Automatically loading json files to ElasticSearch
Introduction
Right now at work I am working in the (Big Data Europe) project, a joint effort or several organizations and enterprises accross Europe to create a platform that provides a set of software services that allow to implement big data pipelines, with minimal effort compared to other stacks and in an extremely cost effective way.
This is to make any company or organization that wants to make sense of their data using Big Data an easy starter to play around with the technologies that allow so.
One of the pieces I developed is mu-bde-logging, a standalone system that allows to log HTTP traffic from running docker containers and post it into an EL(K) stack in real time for further visualization.

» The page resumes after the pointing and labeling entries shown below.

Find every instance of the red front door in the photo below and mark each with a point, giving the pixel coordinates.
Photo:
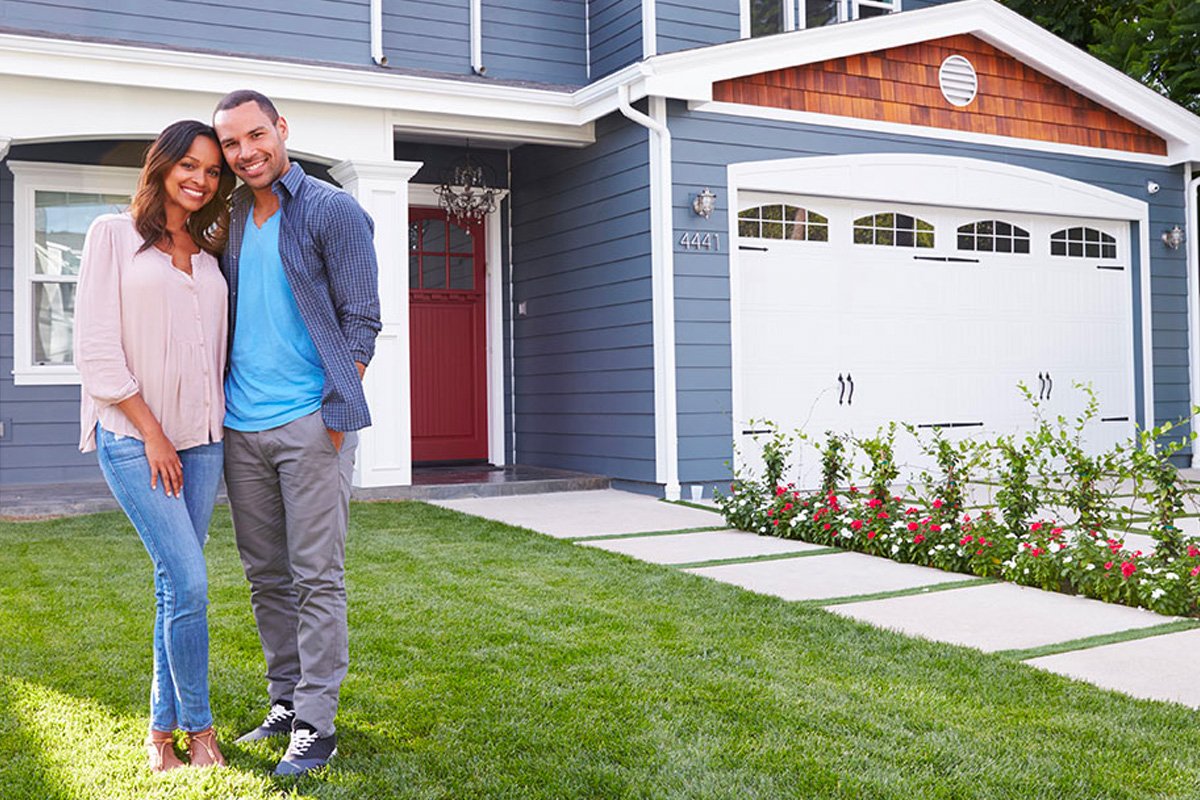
(449, 343)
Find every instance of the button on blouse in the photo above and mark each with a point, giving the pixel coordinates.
(144, 326)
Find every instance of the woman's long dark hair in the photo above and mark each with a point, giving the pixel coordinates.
(209, 227)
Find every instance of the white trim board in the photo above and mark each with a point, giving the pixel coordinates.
(942, 181)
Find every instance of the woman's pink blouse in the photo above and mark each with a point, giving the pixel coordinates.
(144, 326)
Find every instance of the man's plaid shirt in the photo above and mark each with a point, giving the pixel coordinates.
(328, 251)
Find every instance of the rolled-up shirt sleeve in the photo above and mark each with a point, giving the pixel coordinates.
(99, 352)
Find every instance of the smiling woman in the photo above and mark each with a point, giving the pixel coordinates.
(150, 347)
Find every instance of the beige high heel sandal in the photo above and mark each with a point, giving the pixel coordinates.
(161, 750)
(203, 749)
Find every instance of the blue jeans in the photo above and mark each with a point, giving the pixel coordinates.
(174, 531)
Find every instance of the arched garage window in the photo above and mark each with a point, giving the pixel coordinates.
(994, 236)
(781, 221)
(1083, 242)
(893, 229)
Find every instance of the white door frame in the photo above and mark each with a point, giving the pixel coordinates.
(424, 196)
(935, 180)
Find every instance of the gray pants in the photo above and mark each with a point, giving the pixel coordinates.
(289, 498)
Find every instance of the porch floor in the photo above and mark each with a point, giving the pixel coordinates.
(41, 500)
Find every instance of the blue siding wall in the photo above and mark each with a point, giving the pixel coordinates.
(583, 355)
(683, 25)
(615, 30)
(327, 30)
(703, 144)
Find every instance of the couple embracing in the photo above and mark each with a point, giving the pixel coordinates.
(223, 330)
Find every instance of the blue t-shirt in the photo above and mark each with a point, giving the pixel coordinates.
(275, 374)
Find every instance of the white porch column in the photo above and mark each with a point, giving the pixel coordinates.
(385, 449)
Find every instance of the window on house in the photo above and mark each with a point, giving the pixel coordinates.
(1083, 242)
(767, 17)
(781, 221)
(892, 229)
(53, 208)
(994, 236)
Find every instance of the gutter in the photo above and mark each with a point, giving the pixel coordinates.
(377, 34)
(1193, 242)
(666, 437)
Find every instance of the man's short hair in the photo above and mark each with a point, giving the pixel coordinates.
(243, 96)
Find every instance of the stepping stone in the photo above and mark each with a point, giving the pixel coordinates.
(565, 515)
(825, 577)
(1158, 667)
(707, 546)
(1000, 617)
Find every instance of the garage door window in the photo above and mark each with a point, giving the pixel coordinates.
(893, 229)
(994, 236)
(779, 221)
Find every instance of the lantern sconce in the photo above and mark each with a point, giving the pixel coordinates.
(705, 203)
(1174, 238)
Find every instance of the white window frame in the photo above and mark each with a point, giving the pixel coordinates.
(30, 176)
(796, 12)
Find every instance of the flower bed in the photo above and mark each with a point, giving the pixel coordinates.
(1003, 541)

Last requirement was to add the possibility to replay old traffic backups and post them into the ElasticSearch instance to visualize them offline in Kibana.
So I wrote a small script to scan for the transformed .ha files (json format) in a given folder and replay them into the ElasticSearch container. Since ElasticSearch & Kibana containers are part of a docker-compose.yml project, I didn't care much about being generic and used the name the docker-compose script will give the containers, but it is easy to change & extend.
The Code
This is what I came up with:
#!/usr/bin/env bash
#/ Usage: ./backup_replay.sh <backups_folder>
#/ Description: Run ElasticSearch and Kibana standalone and post every enriched .har file in the backups folder to ElasticSearch.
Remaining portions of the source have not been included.